Does elasticsearch expect the date field to be in increasing order?
I am sending docs from python using elasticsearch-py. The documents I send are sent in bursts (think sending some documents every random interval, like on average 100 documents every second), and I'm using the
index api to tell elasticsearch to index each one of them (I'm using
index and not
create because I want an automatically created ID).
These documents have a date field (in
epoch_millis). The point is: the dates are increasing within a burst, but they aren't across different bursts.
For example. I may send now a burst of 10 documents, whose dates are 1000000000011, 1000000000012, ..., 1000000000020 (imagine these are increasing epoch_millis that make sense).

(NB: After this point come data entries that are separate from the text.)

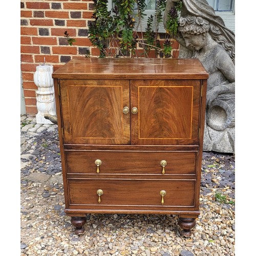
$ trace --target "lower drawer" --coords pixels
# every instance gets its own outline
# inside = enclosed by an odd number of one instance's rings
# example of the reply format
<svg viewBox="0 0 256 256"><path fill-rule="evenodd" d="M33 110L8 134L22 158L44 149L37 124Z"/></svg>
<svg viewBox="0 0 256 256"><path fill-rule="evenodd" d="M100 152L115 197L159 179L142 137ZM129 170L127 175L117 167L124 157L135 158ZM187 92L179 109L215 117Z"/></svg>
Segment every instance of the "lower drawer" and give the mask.
<svg viewBox="0 0 256 256"><path fill-rule="evenodd" d="M65 151L67 172L70 174L195 174L196 151L134 152ZM100 160L98 169L95 160ZM98 173L97 170L98 169Z"/></svg>
<svg viewBox="0 0 256 256"><path fill-rule="evenodd" d="M69 204L193 206L195 182L195 180L70 179L68 180ZM103 191L100 197L98 189ZM166 192L163 196L162 190Z"/></svg>

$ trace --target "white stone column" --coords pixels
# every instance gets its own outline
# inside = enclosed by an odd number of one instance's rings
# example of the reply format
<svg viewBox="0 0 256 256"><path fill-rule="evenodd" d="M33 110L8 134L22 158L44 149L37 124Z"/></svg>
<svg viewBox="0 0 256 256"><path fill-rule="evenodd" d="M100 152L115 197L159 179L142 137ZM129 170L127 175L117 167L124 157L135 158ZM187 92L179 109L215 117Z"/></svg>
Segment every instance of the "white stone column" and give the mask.
<svg viewBox="0 0 256 256"><path fill-rule="evenodd" d="M36 123L51 124L53 123L45 118L45 114L56 116L55 102L53 79L52 74L53 67L51 65L40 65L36 67L34 74L34 82L38 90L36 91Z"/></svg>

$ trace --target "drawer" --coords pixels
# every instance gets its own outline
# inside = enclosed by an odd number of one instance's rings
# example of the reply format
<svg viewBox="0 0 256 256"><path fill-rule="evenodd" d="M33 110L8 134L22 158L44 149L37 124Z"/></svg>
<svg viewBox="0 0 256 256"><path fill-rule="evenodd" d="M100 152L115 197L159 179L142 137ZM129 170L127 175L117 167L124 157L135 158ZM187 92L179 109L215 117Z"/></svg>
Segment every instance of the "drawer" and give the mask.
<svg viewBox="0 0 256 256"><path fill-rule="evenodd" d="M70 205L194 205L195 180L92 179L68 181ZM97 194L98 189L103 191L100 197ZM163 202L160 195L162 190L166 191Z"/></svg>
<svg viewBox="0 0 256 256"><path fill-rule="evenodd" d="M73 174L195 174L197 152L65 151L67 173ZM100 160L100 165L95 164ZM97 163L97 162L96 162ZM98 173L97 172L98 169Z"/></svg>

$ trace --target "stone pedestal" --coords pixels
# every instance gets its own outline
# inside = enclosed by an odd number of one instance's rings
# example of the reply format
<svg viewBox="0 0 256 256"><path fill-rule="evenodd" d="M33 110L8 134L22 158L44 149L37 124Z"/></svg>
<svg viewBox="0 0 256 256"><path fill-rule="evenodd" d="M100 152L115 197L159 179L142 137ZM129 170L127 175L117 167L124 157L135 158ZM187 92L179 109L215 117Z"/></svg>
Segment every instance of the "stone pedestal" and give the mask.
<svg viewBox="0 0 256 256"><path fill-rule="evenodd" d="M52 74L53 67L51 65L40 65L36 67L34 74L34 81L38 87L36 91L36 123L50 124L53 123L44 117L45 114L56 115L53 79Z"/></svg>

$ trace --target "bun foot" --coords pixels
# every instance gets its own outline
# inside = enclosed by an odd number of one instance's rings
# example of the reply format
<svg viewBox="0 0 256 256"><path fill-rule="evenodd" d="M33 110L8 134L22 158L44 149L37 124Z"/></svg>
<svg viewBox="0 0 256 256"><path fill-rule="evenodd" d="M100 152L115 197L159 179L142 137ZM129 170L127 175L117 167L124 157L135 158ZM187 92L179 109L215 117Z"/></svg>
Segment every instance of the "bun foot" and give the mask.
<svg viewBox="0 0 256 256"><path fill-rule="evenodd" d="M84 233L83 225L86 224L86 217L71 217L71 224L76 228L75 234L81 236Z"/></svg>
<svg viewBox="0 0 256 256"><path fill-rule="evenodd" d="M196 225L196 219L188 218L179 218L178 225L183 229L182 232L183 236L189 237L191 236L190 229Z"/></svg>

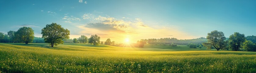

Then, in 1 second, I send another burst whose dates are like: 1000000000001, 1000000000002, ... etc. (Elasticsearch receives after documents whose date are before dates that it has already received and indexed.
My problem is that these documents are indexed very strangely. They end up being lumped quite at random. Sometimes they have the right date, sometimes they are indexed all at some wrong time bin, sometimes I don't get any document in elasticsearch for time ranges in which I should see documents.
I'm not sure if the problem is caused by something related to how elasticsearch indexes documents by dates, or by some obscure problem of elasticsearch-py, or by some other low-level issue like network clogging. I wouldn't know. To me it just seems that elasticsearch is "making confusion" in indexing all these documents.
Note: if I send one document alone (for example via curl), it is indexed correctly.